Location: Immunity and Disease Prevention ResearchTitle: Machine learning identifies stool pH as predictor of bone mineral density in healthy multiethnic US adults
|VAN LOAN, MARTA - University Of California, Davis|
|BONNEL, ELLEN - University Of California, Davis|
Submitted to: Journal of Nutrition
Publication Type: Peer Reviewed Journal
Publication Acceptance Date: 7/21/2021
Publication Date: 9/6/2021
Citation: Chin, E.L., Van Loan, M., Spearman, S., Bonnel, E.L., Laugero, K.D., Stephensen, C.B., Lemay, D.G. 2021. Machine learning identifies stool pH as predictor of bone mineral density in healthy multiethnic US adults. Journal of Nutrition. 151(11):3379-3390. https://doi.org/10.1093/jn/nxab266.
Interpretive Summary: Bone mineral content (BMC) and bone mineral density (BMD) are related to bone health and can be used to determine risk of osteoporosis. A variety of directly-modifiable and not-directly-modifiable variables have been shown to influence BMC or BMD. However, previous studies are usually limited to analysis of variables of interest or to a specific subset of the population. Machine learning models can be used to find complex patterns in the data and can be used to identify variables that are important for making predictions. In this study, we used several machine learning models to predict whole body, femoral neck, and spine BMC and BMD in a healthy men and women using not-directly-modifiable and directly-modifiable variables. Not-directly-modifiable variables include variables that cannot be altered without direct intervention such as anthropometric, physiological, and demographic measurements. Directly-modifiable variables are variables or biomarkers for which there is a recommendation for in the Dietary Guidelines for Americans and include nutrient and food group dietary data, serum 25(OH)D (a biomarker for sunlight exposure), and stool pH (a biomarker for fermentable fiber consumption). Machine learning models had better performance (predictive value) than linear regression when using only the directly-modifiable variables, but had similar performance to linear regression when using not-directly modifiable variables. This indicates that directly-modifiable variables are relatively weaker predictors compared to not-directly-modifiable variables, and sophisticated machine learning models are useful for predicting BMC/BMD when using directly-modifiable variables. Specifically, body mass index, body fat percent, height, and menstruation history were consistent not-directly-modifiable predictors of BMC and BMD. For the directly modifiable features, betaine, cholesterol, hydroxyproline, menaquinone-4, dihydrophylloquinone, eggs, cheese, cured meat, refined grains, fruit juice, and alcohol consumption were predictors of BMC and BMD. Low stool pH was also predictive of higher whole-body, femoral neck, and spine BMC and BMD. These results show the utility of machine learning to find previously unforeseen features that predict bone health. Specifically, we show that stool pH may be a useful predictor of BMC/BMD and future studies to investigate this relationship are warranted.

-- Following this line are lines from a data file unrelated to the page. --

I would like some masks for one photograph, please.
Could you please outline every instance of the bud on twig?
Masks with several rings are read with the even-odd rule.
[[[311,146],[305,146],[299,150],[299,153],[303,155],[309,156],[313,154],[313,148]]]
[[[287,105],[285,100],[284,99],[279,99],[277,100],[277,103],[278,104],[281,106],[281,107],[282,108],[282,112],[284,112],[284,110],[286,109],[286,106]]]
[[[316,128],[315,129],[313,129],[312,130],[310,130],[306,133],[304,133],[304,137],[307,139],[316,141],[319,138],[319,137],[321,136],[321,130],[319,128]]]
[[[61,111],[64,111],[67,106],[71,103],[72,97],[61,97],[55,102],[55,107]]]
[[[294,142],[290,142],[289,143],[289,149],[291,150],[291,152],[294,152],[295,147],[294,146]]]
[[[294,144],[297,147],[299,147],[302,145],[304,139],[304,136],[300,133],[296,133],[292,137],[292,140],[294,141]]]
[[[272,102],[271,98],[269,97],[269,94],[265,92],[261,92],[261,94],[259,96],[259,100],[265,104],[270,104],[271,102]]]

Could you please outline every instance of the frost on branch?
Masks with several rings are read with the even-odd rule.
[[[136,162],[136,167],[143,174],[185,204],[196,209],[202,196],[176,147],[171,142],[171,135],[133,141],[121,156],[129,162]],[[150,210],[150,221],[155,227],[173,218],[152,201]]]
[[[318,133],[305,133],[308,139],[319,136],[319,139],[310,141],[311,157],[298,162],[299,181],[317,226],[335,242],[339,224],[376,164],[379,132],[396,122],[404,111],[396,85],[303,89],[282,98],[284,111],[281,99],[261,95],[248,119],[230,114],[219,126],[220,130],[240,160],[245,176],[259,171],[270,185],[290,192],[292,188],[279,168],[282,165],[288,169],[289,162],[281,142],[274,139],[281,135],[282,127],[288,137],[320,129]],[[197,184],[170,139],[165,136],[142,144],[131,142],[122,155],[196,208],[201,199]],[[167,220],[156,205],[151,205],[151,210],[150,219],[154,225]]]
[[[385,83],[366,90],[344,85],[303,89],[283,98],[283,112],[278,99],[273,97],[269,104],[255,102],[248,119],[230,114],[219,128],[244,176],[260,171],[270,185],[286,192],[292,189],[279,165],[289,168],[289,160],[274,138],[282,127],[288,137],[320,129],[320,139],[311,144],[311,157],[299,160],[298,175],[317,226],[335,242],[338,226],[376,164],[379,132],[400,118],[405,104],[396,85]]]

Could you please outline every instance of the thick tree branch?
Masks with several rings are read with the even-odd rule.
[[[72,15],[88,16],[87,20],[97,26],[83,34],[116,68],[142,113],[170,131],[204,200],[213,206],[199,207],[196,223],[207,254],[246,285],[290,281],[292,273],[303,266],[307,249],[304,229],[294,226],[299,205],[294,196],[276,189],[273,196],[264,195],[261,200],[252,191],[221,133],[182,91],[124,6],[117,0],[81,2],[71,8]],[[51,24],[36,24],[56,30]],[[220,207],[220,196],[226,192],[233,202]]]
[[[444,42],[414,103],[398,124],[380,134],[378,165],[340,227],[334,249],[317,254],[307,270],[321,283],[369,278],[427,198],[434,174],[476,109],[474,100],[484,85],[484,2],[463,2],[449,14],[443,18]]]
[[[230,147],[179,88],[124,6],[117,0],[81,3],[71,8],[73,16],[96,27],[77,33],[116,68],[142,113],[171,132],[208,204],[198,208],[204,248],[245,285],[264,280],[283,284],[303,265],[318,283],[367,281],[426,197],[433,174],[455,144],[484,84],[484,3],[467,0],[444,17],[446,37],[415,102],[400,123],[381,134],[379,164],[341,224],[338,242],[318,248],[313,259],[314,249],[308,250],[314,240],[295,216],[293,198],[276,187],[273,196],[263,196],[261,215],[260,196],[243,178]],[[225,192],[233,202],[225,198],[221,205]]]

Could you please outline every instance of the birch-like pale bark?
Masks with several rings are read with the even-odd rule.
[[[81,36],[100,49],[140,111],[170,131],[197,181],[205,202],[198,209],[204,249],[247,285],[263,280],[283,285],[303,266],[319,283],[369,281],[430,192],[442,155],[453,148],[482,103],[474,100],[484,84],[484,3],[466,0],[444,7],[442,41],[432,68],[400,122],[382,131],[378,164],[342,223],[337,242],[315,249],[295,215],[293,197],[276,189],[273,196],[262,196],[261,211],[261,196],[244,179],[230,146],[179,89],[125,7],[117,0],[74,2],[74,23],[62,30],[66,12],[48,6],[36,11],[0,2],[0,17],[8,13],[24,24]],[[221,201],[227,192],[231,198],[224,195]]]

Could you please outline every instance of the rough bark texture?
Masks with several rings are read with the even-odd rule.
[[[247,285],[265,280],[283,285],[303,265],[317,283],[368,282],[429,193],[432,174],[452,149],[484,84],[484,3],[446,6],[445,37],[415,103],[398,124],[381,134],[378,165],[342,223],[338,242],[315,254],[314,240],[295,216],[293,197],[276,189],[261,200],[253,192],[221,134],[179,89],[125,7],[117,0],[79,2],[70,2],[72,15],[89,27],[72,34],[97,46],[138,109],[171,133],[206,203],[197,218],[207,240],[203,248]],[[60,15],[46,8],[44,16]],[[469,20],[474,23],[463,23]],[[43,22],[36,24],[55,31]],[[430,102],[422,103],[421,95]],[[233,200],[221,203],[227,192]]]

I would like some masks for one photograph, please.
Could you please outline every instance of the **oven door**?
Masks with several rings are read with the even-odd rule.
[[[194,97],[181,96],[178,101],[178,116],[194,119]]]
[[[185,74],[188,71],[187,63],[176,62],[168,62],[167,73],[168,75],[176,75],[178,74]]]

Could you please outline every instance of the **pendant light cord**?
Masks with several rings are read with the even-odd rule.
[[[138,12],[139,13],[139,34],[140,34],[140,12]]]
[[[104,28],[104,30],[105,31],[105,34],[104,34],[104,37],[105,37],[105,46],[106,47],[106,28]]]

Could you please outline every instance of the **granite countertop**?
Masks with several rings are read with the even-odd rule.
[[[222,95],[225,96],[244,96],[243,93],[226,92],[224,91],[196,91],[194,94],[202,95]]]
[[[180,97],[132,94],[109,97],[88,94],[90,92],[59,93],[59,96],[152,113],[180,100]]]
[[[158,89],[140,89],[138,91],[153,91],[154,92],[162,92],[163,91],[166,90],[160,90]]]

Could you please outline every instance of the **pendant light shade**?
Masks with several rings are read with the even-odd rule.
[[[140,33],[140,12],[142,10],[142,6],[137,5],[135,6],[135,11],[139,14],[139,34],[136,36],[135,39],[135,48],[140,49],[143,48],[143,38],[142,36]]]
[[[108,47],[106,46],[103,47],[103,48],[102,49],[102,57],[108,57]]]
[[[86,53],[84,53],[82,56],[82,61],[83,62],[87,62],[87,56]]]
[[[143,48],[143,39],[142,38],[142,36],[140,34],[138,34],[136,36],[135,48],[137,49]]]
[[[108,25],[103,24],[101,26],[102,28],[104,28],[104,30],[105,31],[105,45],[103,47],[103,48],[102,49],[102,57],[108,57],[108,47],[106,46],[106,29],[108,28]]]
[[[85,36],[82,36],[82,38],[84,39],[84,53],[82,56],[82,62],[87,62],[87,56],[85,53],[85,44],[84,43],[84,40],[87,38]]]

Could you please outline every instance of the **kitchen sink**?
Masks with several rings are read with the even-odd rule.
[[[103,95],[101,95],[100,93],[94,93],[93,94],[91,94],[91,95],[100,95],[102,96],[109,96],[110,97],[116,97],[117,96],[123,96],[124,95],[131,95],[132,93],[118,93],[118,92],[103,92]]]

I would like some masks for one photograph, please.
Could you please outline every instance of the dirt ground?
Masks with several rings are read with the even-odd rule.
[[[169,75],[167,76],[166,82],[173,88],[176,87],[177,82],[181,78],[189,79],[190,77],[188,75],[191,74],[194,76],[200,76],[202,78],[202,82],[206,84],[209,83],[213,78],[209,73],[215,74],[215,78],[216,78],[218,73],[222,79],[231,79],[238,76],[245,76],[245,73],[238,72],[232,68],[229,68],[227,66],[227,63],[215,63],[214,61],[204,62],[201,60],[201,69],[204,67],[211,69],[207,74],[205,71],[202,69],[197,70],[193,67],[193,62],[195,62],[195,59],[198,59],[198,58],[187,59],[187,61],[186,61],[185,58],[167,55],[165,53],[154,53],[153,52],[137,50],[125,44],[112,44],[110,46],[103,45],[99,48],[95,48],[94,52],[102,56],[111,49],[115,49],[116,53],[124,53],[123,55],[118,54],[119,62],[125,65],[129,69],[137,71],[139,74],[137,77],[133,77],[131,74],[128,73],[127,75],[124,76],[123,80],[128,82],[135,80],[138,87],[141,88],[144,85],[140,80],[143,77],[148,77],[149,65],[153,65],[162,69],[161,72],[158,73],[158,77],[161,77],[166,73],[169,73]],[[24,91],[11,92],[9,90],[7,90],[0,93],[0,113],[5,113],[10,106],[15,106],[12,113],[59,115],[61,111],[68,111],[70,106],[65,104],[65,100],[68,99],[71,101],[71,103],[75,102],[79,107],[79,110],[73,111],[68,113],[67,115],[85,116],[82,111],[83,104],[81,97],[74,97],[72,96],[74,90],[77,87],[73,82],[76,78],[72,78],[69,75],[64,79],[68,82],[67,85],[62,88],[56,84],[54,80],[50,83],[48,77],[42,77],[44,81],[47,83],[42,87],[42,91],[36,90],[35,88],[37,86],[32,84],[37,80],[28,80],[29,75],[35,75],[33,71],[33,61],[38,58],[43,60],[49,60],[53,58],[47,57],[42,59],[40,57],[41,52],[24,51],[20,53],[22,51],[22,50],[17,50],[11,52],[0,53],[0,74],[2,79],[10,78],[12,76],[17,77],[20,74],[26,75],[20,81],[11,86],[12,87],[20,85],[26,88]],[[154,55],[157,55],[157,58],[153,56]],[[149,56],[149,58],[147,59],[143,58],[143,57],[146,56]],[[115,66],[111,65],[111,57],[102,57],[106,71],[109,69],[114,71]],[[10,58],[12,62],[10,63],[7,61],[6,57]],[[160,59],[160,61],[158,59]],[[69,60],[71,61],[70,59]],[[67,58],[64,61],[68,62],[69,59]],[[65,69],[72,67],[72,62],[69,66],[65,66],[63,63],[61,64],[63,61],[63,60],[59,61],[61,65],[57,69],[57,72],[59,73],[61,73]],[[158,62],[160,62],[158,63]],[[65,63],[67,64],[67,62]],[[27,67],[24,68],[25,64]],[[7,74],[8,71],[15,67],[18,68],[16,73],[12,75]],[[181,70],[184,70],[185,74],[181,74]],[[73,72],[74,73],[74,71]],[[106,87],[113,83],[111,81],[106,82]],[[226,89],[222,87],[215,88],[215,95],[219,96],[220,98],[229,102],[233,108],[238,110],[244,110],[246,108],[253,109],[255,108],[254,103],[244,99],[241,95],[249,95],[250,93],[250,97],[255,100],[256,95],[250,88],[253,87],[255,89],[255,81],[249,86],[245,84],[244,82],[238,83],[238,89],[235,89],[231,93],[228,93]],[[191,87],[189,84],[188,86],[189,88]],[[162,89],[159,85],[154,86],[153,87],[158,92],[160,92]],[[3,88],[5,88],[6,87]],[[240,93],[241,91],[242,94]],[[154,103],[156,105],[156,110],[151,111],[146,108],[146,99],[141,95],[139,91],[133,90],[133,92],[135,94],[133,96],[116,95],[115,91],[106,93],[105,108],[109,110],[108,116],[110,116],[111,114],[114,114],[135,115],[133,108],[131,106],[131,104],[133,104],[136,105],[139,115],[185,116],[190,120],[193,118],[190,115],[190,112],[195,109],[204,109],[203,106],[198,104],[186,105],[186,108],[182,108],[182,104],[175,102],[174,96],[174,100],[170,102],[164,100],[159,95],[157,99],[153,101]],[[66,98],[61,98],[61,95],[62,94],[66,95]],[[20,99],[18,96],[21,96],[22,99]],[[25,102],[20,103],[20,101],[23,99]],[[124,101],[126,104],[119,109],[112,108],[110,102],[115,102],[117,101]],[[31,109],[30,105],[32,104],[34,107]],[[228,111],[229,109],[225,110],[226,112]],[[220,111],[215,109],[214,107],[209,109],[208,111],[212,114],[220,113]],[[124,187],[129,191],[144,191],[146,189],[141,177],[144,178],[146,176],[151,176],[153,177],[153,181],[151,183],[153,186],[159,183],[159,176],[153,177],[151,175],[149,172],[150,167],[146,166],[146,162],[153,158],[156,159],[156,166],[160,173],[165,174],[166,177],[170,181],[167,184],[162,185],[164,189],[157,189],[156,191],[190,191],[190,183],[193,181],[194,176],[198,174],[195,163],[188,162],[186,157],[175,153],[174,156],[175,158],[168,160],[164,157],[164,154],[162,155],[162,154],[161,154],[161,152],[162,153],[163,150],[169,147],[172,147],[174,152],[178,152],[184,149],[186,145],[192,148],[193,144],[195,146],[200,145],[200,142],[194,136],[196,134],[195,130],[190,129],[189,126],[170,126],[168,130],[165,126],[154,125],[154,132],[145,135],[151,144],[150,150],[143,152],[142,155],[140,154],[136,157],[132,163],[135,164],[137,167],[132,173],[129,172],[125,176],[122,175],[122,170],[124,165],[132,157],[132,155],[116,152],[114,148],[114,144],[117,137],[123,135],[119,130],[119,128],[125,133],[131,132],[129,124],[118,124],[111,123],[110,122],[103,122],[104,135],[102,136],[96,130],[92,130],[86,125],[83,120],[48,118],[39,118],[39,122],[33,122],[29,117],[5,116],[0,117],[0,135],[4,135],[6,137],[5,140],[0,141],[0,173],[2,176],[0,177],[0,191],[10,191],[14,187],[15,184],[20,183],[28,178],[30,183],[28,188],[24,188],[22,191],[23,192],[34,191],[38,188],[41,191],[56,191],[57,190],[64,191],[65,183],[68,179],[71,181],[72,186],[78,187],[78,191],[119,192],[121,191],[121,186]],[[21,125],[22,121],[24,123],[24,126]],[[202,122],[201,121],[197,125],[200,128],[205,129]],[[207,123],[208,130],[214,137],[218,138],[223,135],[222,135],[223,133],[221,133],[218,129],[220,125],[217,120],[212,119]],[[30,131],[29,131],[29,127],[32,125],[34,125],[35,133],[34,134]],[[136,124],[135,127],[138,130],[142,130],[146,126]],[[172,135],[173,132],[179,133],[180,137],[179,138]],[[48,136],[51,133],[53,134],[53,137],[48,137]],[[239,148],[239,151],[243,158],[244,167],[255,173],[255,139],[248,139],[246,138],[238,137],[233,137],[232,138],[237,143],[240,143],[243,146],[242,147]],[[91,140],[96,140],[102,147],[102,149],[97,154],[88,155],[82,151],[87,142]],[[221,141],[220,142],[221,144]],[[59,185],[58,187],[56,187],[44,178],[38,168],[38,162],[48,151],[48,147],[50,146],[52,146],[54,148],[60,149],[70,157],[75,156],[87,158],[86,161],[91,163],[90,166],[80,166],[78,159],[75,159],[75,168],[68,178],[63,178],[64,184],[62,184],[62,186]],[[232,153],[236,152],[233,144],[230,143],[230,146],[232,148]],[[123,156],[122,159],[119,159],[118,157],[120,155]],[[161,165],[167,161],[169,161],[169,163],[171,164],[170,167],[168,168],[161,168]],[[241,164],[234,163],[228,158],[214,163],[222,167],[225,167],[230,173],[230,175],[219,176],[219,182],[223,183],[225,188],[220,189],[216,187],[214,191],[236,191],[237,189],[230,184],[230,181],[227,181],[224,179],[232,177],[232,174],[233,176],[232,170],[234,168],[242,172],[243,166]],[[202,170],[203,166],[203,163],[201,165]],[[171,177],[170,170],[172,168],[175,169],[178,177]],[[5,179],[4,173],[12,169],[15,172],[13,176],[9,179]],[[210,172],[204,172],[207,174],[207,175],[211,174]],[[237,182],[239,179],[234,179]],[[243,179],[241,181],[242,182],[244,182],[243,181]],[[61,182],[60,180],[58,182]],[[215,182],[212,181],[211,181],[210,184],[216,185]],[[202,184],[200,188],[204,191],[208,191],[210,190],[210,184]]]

Technical Abstract: Objective: Previous studies of bone health have been largely limited to analyses focused on a few a priori variables. The objective of this study was to use dietary, physiological, and lifestyle data to identify directly modifiable and non-modifiable variables predictive of bone mineral content (BMC) and bone mineral density (BMD) in healthy US men and women using machine learning models. Methods: Ridge, lasso, elastic net, and random forest models were used to predict whole-body, femoral neck, and spine BMC and BMD in healthy US adults (n = 313) using non-modifiable anthropometric, physiological, and demographic variables, directly modifiable lifestyle (physical activity, tobacco use) and dietary (nutrient or food groups intake via food frequency questionnaire) variables, and variables approximating directly modifiable behavior (circulating vitamin D and stool pH). Results: Machine learning models using non-modifiable variables explained more variation in BMC and BMD (highest R2 = 0.750) compared to when using only directly modifiable variables (highest R2 = 0.107). Machine learning models had better performance compared to multivariate linear regression, which had lower predictive value (highest R2 = 0.063) when using directly modifiable variables only. BMI, body fat percent, height, and menstruation history were predictors of BMC and BMD. For the directly modifiable features, betaine, cholesterol, hydroxyproline, menaquinone-4, dihydrophylloquinone, eggs, cheese, cured meat, refined grains, fruit juice, and alcohol consumption were predictors of BMC and BMD. Low stool pH, a proxy for fermentable fiber intake, was also predictive of higher BMC and BMD. Conclusion: Modifiable factors, such as diet, explained less variation in the data compared to non-modifiable factors, such as age, sex, and ethnicity. Low stool pH was associated with higher BMC and BMD in a healthy US population.